Meet the NFL's First-Ever Male Cheerleaders: 'You Really Can't Take Your Eyes Off Them'
Two men join the LA Rams cheerleading squad at the same time a fired Saints cheerleader questions "unfair" rules that favor players
Quinton Peron and Napolean Jinnies are about to make history as the first male cheerleaders in the NFL.
The two classically trained dancers and California natives survived a grueling audition process to make the 2018 squad for the Los Angeles Rams — and appeared on ABC’s Good Morning America on Wednesday to celebrate the milestone.
“They really just fit the bill to be a Los Angeles Rams cheerleader,” LA Rams cheer captain Emily Leibert — who manages the team of 40 — said, as she sat beside Peron and Jinnies. “They are intelligent, they are eloquent, they are more than qualified to be ambassadors out in the community. They bring so much energy and there’s something so magnetic about their performance, you really can’t take your eyes off them.”
While other football teams have male stunt teams, GMA reports Peron and Jinnies will be the first men to dance alongside females on a professional NFL cheerleading team.
Their casting comes as former New Orleans Saints cheerleader Bailey Davis — who says she was fired earlier this year for posting a picture of herself wearing a lacy, one-piece outfit on her Instagram page — slammed the team for requiring her all-female cheerleading squad to follow much stricter rules than the all-male football team.
“I was aware of the rules when I joined the team, of course, and I knew they were very strict and we had to be very careful,” Davis told PEOPLE. “But it wasn’t until my termination that I realized the players didn’t have the same rules. It was just us.”
Davis alleged that the team has one set of rules for the players, but an entirely different set of rules for the cheerleaders.

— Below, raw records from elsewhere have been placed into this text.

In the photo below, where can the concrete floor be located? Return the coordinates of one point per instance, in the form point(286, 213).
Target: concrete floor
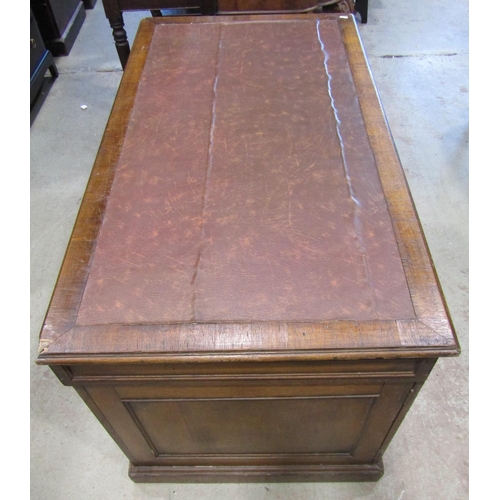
point(419, 56)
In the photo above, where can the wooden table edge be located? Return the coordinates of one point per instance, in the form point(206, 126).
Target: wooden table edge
point(62, 312)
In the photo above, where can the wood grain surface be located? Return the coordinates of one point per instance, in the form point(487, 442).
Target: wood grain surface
point(250, 290)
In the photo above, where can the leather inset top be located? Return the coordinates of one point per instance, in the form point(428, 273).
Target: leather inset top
point(246, 188)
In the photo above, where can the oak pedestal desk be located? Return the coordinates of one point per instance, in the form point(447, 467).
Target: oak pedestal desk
point(247, 294)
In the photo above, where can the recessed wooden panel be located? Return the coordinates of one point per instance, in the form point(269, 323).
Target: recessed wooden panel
point(252, 426)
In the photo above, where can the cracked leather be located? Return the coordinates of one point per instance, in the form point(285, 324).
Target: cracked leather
point(246, 189)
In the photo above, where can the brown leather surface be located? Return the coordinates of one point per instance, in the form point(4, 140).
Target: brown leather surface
point(246, 189)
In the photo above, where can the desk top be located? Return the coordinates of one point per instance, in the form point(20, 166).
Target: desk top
point(246, 201)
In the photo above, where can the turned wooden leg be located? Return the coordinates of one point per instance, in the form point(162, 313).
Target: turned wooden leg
point(120, 36)
point(362, 8)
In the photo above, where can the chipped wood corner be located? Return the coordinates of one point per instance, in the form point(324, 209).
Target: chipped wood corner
point(43, 346)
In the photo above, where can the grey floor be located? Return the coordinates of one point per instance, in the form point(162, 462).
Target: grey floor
point(419, 56)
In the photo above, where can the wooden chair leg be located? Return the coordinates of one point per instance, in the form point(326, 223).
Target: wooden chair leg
point(120, 37)
point(362, 9)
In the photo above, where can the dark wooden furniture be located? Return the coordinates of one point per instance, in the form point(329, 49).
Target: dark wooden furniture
point(59, 22)
point(114, 11)
point(41, 61)
point(247, 294)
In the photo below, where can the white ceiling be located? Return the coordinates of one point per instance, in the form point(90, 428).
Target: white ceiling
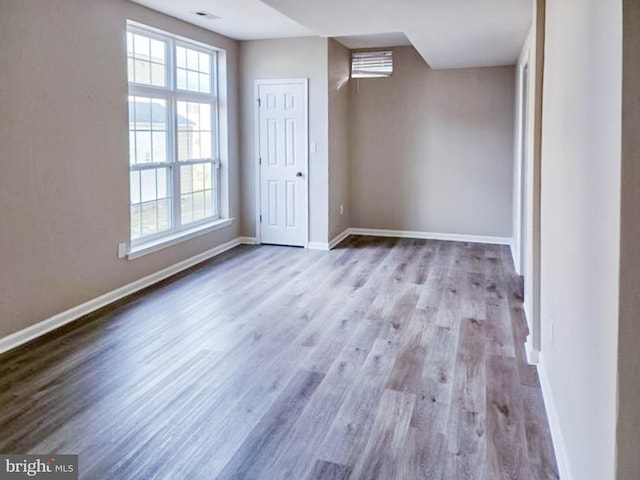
point(394, 39)
point(239, 19)
point(446, 33)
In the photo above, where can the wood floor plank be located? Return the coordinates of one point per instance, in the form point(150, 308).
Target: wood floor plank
point(383, 358)
point(353, 423)
point(467, 418)
point(272, 428)
point(384, 448)
point(329, 471)
point(542, 460)
point(507, 457)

She’s filed a detailed complaint the Equal Employment Opportunity Commission (a copy of which PEOPLE obtained) — saying the team’s rules for cheerleaders favor players and places unreasonable restrictions on cheerleaders, whether it be in their social media presence, appearance or acts.

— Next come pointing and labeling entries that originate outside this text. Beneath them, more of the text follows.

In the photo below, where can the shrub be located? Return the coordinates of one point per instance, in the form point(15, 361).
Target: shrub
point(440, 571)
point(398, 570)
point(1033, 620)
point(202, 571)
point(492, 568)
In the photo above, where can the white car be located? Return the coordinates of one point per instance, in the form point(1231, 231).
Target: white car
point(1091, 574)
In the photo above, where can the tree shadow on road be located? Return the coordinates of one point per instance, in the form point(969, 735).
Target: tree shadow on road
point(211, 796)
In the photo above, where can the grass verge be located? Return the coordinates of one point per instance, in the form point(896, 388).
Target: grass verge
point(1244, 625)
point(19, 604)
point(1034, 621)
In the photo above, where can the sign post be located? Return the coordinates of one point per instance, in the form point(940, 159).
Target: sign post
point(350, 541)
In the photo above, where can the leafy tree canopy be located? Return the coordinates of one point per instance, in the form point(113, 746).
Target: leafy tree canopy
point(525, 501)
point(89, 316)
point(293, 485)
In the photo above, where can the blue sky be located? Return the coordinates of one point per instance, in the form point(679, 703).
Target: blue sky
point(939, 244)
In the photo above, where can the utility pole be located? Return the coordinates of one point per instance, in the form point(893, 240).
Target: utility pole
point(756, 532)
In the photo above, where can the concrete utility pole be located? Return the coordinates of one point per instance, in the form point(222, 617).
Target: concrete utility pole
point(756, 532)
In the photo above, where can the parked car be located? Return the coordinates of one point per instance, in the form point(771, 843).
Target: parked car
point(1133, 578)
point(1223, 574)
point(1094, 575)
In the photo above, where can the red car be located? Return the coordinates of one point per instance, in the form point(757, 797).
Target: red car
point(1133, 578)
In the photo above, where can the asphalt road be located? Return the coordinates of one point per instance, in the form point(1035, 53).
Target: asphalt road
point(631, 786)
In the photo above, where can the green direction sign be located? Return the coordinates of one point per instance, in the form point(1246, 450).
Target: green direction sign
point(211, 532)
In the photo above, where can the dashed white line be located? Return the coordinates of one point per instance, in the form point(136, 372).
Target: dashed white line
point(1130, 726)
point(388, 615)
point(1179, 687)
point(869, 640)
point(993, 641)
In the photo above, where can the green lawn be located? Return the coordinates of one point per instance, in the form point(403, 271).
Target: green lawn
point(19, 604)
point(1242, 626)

Among these rules, according to the complaint, is the regulation that cheerleaders must make their social media accounts private, ands they are prohibited from following any Saints players online. Additionally, the cheerleaders are not allowed to interact with any players online — but players are not prohibited from interacting with the dancers, according to the complaint.
“This was so blatant, and in writing, that these written rules were so gender-discriminatory,” Sara Blackwell, Davis’ attorney, told PEOPLE. “Another problem is it’s presented as a way to protect the women. This is not 1910, this is 2018, and in America, we don’t need our women to be hidden so they can be protected from consensual contact.”
Gregory Rouchell of Adams and Reese LLP, who serves as legal counsel for the Saints, tells PEOPLE that “The New Orleans Saints is an equal opportunity employer, and it denies that Ms. Davis was discriminated against because she is female. The Saints will defend these allegations in due course, and the Organization is confident that its policies and workplace rules will withstand legal scrutiny.”
The NFL has not responded to a request for comment from PEOPLE.
RELATED VIDEO: Ex-NFL Cheerleader Claims She Was Fired Over Instagram Photo, Calls Out Different Rules for Players
Davis is not the only NFL cheerleader who has challenged the rules imposed on them. In 2014, former members of the Buffalo Bills’ cheerleading squad disbanded and filed a lawsuit claiming the team and its contractors at time paid them less than minimum wage, and were provided with detailed instructions on how to appear and act in public.
Last October, a New York court agreed the suit could be considered a class-action lawsuit, according to WGRZ-TV.